Indian High Commissioner Namgya Khampa said her government sees millets as an important contributor to the food security and nutrition. And as the largest producer of millets, they would like to shine a spotlight on how the produce can contribute to global food security and nutritious food basket.
“Millets do not require too much water to grow as well as chemicals and fertilisers. Therefore, they can be very useful in contributing to food security in countries where water is scarce and we know Kenya is going through a period of drought,” Khampa said at the High Commission in Nairobi.
“Expanding millets production can, therefore, address some of these challenges that governments, consumers and farmers face, as well as mitigating the adverse effects of climate change."
She said the government of India will scale up partnerships that revolve around millets across the world, and in regards to Kenya, it will help in millets production, transfer of technology, of seeds and through capacity building programmes.
“We see opportunities in engaging the government of Kenya as well as the counties in specific aspects of agriculture, including millets," Khampa said.
"For instance, capacity building is an area that comes to mind, where we can assist counties especially those that grow millets to impart some of the lessons and experiences from India either through visits to India, virtually or sending experts here."
According to the International Rescue Committee, about 5.4 million people are projected to face high levels of acute food insecurity between March and June this year, of which 1.2 million people will likely be in the emergency phase.

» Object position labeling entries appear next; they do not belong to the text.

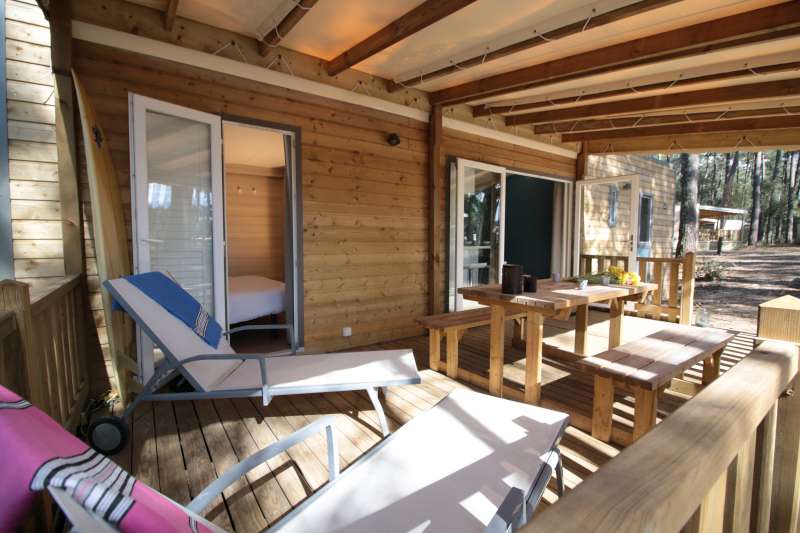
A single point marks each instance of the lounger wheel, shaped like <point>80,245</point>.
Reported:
<point>108,434</point>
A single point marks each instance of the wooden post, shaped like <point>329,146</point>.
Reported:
<point>738,504</point>
<point>451,337</point>
<point>687,289</point>
<point>15,298</point>
<point>581,328</point>
<point>435,287</point>
<point>534,325</point>
<point>763,472</point>
<point>496,349</point>
<point>60,16</point>
<point>786,485</point>
<point>434,348</point>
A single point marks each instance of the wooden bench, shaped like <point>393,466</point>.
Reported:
<point>646,367</point>
<point>452,326</point>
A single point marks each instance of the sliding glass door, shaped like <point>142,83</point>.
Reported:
<point>177,202</point>
<point>480,226</point>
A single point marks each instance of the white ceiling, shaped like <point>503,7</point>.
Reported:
<point>255,147</point>
<point>333,26</point>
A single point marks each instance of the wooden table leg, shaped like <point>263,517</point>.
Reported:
<point>603,408</point>
<point>615,322</point>
<point>581,328</point>
<point>711,367</point>
<point>644,411</point>
<point>534,331</point>
<point>496,347</point>
<point>452,353</point>
<point>434,348</point>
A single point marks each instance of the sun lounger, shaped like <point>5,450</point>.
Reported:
<point>473,462</point>
<point>219,372</point>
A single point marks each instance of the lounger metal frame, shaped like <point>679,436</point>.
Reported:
<point>514,512</point>
<point>171,364</point>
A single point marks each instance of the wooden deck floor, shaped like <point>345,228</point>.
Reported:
<point>180,447</point>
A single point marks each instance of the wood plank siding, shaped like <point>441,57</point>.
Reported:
<point>33,160</point>
<point>655,178</point>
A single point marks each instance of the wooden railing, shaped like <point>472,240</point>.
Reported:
<point>673,300</point>
<point>43,346</point>
<point>727,460</point>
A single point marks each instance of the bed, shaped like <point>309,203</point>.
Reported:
<point>251,297</point>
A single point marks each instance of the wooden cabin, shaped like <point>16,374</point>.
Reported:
<point>366,169</point>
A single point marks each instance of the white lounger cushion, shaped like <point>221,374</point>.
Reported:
<point>176,336</point>
<point>295,374</point>
<point>448,469</point>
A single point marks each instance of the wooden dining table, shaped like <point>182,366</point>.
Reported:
<point>551,300</point>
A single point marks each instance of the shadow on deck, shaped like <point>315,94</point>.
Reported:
<point>179,447</point>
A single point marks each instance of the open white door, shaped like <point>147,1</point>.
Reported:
<point>480,226</point>
<point>177,203</point>
<point>606,219</point>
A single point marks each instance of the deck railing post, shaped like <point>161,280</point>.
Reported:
<point>15,298</point>
<point>785,509</point>
<point>687,289</point>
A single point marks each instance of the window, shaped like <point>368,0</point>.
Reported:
<point>646,218</point>
<point>613,205</point>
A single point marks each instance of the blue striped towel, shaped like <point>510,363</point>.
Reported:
<point>179,303</point>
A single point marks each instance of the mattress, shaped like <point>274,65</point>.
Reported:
<point>251,297</point>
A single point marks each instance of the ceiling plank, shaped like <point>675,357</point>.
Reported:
<point>283,28</point>
<point>748,124</point>
<point>788,139</point>
<point>759,25</point>
<point>170,14</point>
<point>417,19</point>
<point>648,104</point>
<point>595,21</point>
<point>658,120</point>
<point>486,110</point>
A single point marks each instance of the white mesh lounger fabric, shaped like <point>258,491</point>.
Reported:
<point>220,372</point>
<point>485,447</point>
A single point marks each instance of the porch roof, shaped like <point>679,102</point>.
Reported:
<point>615,77</point>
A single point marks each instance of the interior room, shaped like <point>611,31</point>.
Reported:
<point>255,213</point>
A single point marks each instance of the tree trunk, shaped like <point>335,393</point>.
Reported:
<point>755,210</point>
<point>688,225</point>
<point>731,167</point>
<point>793,185</point>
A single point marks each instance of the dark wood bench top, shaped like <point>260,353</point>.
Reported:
<point>471,318</point>
<point>653,361</point>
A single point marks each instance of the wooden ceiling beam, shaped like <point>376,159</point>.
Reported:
<point>486,110</point>
<point>648,104</point>
<point>170,14</point>
<point>595,21</point>
<point>658,120</point>
<point>417,19</point>
<point>282,29</point>
<point>747,124</point>
<point>787,139</point>
<point>759,25</point>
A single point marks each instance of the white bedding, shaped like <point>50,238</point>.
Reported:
<point>251,297</point>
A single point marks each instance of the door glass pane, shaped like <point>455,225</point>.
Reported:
<point>606,226</point>
<point>482,197</point>
<point>179,203</point>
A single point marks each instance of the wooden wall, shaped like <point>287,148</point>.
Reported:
<point>255,223</point>
<point>656,178</point>
<point>33,169</point>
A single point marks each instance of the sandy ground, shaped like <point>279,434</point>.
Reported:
<point>753,276</point>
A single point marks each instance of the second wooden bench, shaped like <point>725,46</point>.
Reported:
<point>452,326</point>
<point>646,367</point>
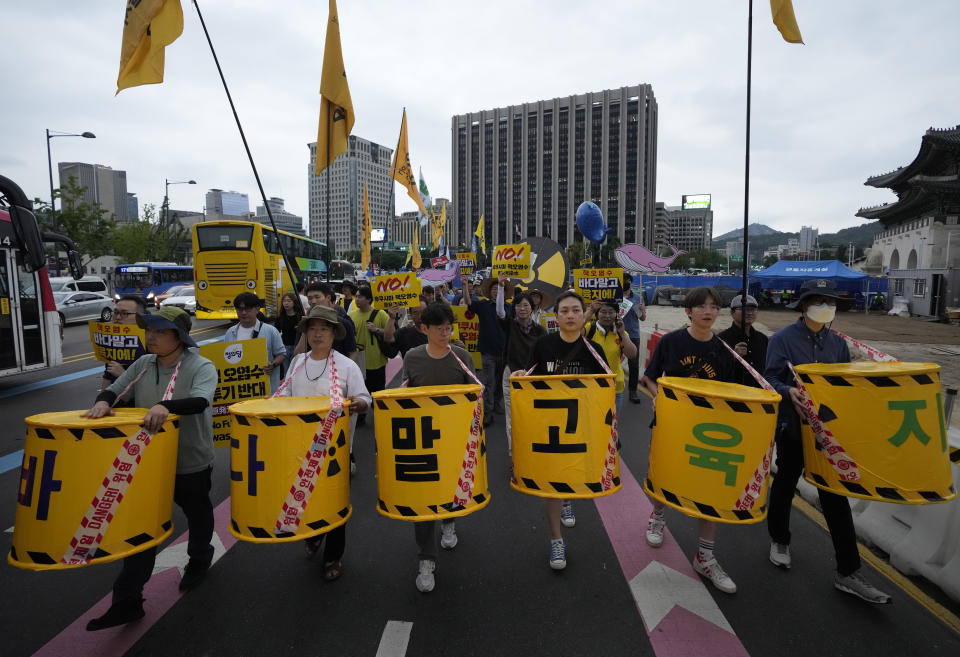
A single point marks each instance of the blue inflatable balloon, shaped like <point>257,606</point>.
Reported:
<point>590,222</point>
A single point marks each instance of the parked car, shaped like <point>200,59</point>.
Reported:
<point>185,300</point>
<point>82,307</point>
<point>85,284</point>
<point>174,291</point>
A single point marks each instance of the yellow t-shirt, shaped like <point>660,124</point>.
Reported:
<point>373,357</point>
<point>612,349</point>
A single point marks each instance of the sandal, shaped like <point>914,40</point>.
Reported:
<point>332,570</point>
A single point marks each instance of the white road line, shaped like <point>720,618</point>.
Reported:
<point>396,636</point>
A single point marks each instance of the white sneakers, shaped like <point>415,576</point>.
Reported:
<point>712,571</point>
<point>425,579</point>
<point>448,536</point>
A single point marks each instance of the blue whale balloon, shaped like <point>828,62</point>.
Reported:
<point>590,222</point>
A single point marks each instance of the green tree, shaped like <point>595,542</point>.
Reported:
<point>84,223</point>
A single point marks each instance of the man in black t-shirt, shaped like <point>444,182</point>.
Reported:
<point>692,352</point>
<point>564,352</point>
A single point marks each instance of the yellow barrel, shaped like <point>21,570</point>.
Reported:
<point>709,442</point>
<point>560,431</point>
<point>65,460</point>
<point>270,438</point>
<point>888,416</point>
<point>422,435</point>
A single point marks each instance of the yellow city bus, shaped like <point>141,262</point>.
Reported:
<point>230,257</point>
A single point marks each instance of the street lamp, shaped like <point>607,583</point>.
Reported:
<point>166,196</point>
<point>51,135</point>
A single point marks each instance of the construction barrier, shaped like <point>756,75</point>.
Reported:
<point>270,438</point>
<point>65,461</point>
<point>560,428</point>
<point>888,416</point>
<point>710,445</point>
<point>422,436</point>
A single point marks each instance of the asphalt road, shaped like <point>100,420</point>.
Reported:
<point>495,593</point>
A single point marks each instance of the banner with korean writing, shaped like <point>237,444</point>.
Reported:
<point>468,328</point>
<point>122,343</point>
<point>513,259</point>
<point>467,262</point>
<point>240,377</point>
<point>396,290</point>
<point>602,284</point>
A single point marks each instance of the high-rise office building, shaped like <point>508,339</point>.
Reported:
<point>690,224</point>
<point>284,220</point>
<point>364,162</point>
<point>226,205</point>
<point>526,168</point>
<point>104,185</point>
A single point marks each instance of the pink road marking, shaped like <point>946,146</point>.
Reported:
<point>161,593</point>
<point>680,632</point>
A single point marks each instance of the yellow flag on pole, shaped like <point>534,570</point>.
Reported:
<point>401,171</point>
<point>336,106</point>
<point>415,247</point>
<point>365,251</point>
<point>148,27</point>
<point>785,20</point>
<point>480,236</point>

This translates to a 43 per cent increase of people facing high levels of food insecurity compared to the same period last year.
Senator Kennedy Mong'are of Nyamira county, which grows millet, said that the national government through the Ministry of Agriculture and the counties must consider promoting growing of millets.

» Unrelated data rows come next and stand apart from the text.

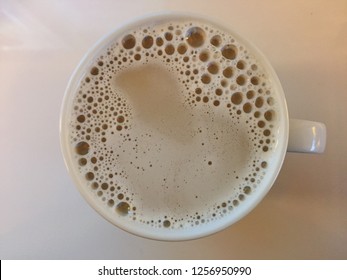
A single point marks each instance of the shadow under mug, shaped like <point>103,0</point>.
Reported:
<point>291,135</point>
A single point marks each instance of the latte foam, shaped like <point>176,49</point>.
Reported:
<point>173,126</point>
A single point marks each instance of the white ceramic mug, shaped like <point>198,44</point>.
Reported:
<point>288,135</point>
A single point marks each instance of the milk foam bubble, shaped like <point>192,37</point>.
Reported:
<point>172,126</point>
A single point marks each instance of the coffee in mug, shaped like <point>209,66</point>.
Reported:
<point>174,127</point>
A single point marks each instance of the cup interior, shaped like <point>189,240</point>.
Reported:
<point>267,170</point>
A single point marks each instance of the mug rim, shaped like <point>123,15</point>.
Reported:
<point>87,60</point>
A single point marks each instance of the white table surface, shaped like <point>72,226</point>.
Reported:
<point>43,216</point>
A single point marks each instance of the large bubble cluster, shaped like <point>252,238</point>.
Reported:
<point>218,77</point>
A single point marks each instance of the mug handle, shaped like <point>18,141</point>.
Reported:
<point>306,136</point>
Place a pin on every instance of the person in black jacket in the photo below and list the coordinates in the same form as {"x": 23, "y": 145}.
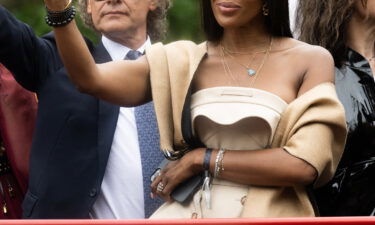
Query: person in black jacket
{"x": 346, "y": 28}
{"x": 88, "y": 157}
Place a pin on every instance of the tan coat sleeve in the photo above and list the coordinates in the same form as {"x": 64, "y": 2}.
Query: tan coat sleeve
{"x": 313, "y": 128}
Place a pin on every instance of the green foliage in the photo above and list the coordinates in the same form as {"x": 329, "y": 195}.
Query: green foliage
{"x": 183, "y": 19}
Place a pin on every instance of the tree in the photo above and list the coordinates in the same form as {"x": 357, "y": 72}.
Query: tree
{"x": 183, "y": 18}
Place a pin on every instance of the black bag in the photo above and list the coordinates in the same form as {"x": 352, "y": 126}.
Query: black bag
{"x": 184, "y": 191}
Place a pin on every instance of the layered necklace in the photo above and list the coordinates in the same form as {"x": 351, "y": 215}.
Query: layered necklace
{"x": 249, "y": 71}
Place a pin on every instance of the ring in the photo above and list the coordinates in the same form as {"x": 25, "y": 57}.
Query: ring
{"x": 160, "y": 187}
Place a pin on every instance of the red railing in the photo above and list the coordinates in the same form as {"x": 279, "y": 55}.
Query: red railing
{"x": 273, "y": 221}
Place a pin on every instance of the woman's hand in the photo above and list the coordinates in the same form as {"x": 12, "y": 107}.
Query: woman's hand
{"x": 56, "y": 5}
{"x": 177, "y": 172}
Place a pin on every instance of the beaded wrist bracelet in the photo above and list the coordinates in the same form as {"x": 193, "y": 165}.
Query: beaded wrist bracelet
{"x": 60, "y": 18}
{"x": 219, "y": 166}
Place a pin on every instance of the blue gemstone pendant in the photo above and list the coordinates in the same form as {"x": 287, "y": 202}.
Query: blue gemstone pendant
{"x": 251, "y": 72}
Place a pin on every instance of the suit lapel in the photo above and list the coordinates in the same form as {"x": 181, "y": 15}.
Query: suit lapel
{"x": 107, "y": 115}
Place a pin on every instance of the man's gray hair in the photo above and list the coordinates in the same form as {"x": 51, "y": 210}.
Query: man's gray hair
{"x": 156, "y": 20}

“There are many counties that have sufficient land required to grow millet in Marsabit, the lowlands of counties in Nyanza, Western and Eastern. And the growing of millet does not require much. No fertiliser and much rainfall. This is an idea whose time has come,” he said.
Senator Mong'are further opined that there is need for joint effort to push for diversification from maize, which has traditionally been the staple food.
He said lack of advocacy is to blame for the lack of this diversity.
“If you look at the old government system, we used to have extension agricultural officers who have since diminished. These are experts who would be guiding and advising farmers,” the senator said.
"We should have advocacy on social and mainstream media, through governments and elected leaders talking to their people. With that, we will create awareness about millets as a staple food and supplement maize."
Kenya Association of Manufacturers chairman Rajan Shah said there is a huge gap between the farmers, the agro-processers and the market, a challenge they are working on.
Climate-resilient food has been found to withstand harsh conditions, thereby helping to ensure food and nutrition security.
Drought resistant crops include green grams, sorghum, millets, pigeon peas, cowpeas and groundnuts.
On Saturday, India Prime Minister Narendra Modi launched the Global Millet (Shree Anna) Conference in New Delhi.
The High Commission in Nairobi streamed the event for about 60 representatives from Indian community organisations, millet and agri- based businesses and professionals.
The conference in New Delhi was attended by agriculture ministers from various countries, international organisations, businesses, researchers, farmers and other stakeholders dealing with millets.
Prime Minister Modi highlighted the climate resilience of millets, saying they have a huge capacity to contribute towards safeguarding the health of both humans and the soil.
The United Nations General Assembly declared 2023 as the International Year of Millets on March 5, 2021 on India's proposal, which was backed by 72 countries including Kenya.
The India High Commission said the year is being observed to enhance awareness of millets for food security and nutrition, enhance investment in research and development.